I have an iMac and I want to connect a pair of active studio monitors to it. The monitors have these connections:

Unbalanced RCA 
Balanced XLR (balanced/TRS)

http://img3.musiciansfriend.com/dbase/pics/products/2/9/9/341299.jpg

I'm pretty sure that RCA is terrible, so how would I connect it to my iMac using the XLR?

Thanks


----------



## icemanjc (Oct 5, 2007)

RCA isn't that bad, but here you go, this is meant for a microphone, but it will work the same way. http://www.griffintechnology.com/products/garagebandcables/


----------



## Mario8672 (Oct 5, 2007)

Oh thanks a lot! I never knew those existed.


----------



## eric2006 (Oct 5, 2007)

You could also use something like this:
http://www.presonus.com/firebox.html

I have used the 8-channel version, and it works extremely well. It may have better quality, as you don't need to "downgrade" the signal to a 3.5mm jack - it goes firewire -> XLR.

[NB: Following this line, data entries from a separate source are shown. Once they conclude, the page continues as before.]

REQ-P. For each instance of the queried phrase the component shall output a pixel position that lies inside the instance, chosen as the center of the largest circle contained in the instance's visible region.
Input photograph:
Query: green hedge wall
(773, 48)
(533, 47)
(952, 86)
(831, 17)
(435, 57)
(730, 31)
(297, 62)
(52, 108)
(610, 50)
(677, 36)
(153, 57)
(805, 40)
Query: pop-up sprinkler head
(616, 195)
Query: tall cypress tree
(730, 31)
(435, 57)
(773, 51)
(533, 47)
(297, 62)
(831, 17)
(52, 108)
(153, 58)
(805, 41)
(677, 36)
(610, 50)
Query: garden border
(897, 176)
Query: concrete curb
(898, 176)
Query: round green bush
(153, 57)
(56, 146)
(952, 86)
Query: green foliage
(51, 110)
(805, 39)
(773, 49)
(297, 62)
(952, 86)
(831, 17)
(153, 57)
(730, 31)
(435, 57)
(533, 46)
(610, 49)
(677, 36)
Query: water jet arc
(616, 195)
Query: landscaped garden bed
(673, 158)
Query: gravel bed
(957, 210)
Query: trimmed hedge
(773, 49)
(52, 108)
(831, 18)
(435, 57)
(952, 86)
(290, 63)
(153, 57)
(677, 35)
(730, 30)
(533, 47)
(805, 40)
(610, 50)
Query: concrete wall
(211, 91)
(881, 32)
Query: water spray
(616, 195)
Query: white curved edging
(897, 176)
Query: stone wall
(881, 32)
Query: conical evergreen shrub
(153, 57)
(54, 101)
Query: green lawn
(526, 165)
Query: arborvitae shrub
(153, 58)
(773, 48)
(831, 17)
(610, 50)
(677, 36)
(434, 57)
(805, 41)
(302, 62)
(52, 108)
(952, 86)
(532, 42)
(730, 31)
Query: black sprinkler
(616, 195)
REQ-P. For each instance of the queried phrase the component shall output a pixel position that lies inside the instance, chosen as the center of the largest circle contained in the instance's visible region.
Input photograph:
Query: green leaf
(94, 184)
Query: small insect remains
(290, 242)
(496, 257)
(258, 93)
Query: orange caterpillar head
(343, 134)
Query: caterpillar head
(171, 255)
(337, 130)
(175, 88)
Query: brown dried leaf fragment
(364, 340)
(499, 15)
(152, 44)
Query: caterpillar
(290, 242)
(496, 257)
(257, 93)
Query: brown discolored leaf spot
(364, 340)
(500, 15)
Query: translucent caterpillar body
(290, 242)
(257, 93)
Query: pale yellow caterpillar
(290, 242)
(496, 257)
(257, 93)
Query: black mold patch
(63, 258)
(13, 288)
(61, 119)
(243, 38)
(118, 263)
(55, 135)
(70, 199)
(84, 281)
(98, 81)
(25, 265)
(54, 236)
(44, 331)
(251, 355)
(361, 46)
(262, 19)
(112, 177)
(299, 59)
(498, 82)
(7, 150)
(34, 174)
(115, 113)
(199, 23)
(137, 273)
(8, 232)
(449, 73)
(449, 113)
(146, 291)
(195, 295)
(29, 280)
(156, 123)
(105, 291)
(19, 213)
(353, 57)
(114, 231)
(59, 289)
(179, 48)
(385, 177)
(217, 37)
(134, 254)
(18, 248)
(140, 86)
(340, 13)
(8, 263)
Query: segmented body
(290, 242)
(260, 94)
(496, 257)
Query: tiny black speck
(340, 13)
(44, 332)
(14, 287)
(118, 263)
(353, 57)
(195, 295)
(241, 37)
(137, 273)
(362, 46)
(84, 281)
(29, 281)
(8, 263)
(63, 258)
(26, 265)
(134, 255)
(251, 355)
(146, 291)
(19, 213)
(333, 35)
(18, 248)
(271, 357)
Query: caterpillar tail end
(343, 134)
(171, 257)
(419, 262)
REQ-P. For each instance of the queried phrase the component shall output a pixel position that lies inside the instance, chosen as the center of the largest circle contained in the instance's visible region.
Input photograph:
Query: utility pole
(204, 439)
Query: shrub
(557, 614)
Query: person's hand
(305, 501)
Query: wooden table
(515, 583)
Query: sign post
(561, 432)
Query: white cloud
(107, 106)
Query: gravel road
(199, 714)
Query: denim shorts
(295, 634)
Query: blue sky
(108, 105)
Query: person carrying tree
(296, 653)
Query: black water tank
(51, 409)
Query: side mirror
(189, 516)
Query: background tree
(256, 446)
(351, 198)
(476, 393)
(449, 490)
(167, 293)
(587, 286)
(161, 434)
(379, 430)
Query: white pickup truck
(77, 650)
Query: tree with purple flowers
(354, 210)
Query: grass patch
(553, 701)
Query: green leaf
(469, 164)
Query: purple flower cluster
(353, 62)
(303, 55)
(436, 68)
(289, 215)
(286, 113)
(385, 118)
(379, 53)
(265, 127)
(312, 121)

Then again, it costs $250.

http://www.griffintechnology.com/products/garagebandcables/
looks like you only get one output?


----------



## Mario8672 (Oct 5, 2007)

eric2006 said:


> http://www.griffintechnology.com/products/garagebandcables/
> *looks like you only get one output?*



That's true! Do they make a   [2 XLR] ----> [1/8th minijack]?


----------



## eric2006 (Oct 5, 2007)

yes, 
http://www.samash.com/catalog/showi...se=&Contains=&Search_Type=SEARCH&GroupCode=(m
(male)

http://www.samash.com/catalog/showitem.asp?itemid=22141&sourcetype=singleitemsearch
(female)


----------



## Mario8672 (Oct 5, 2007)

Thanks!


----------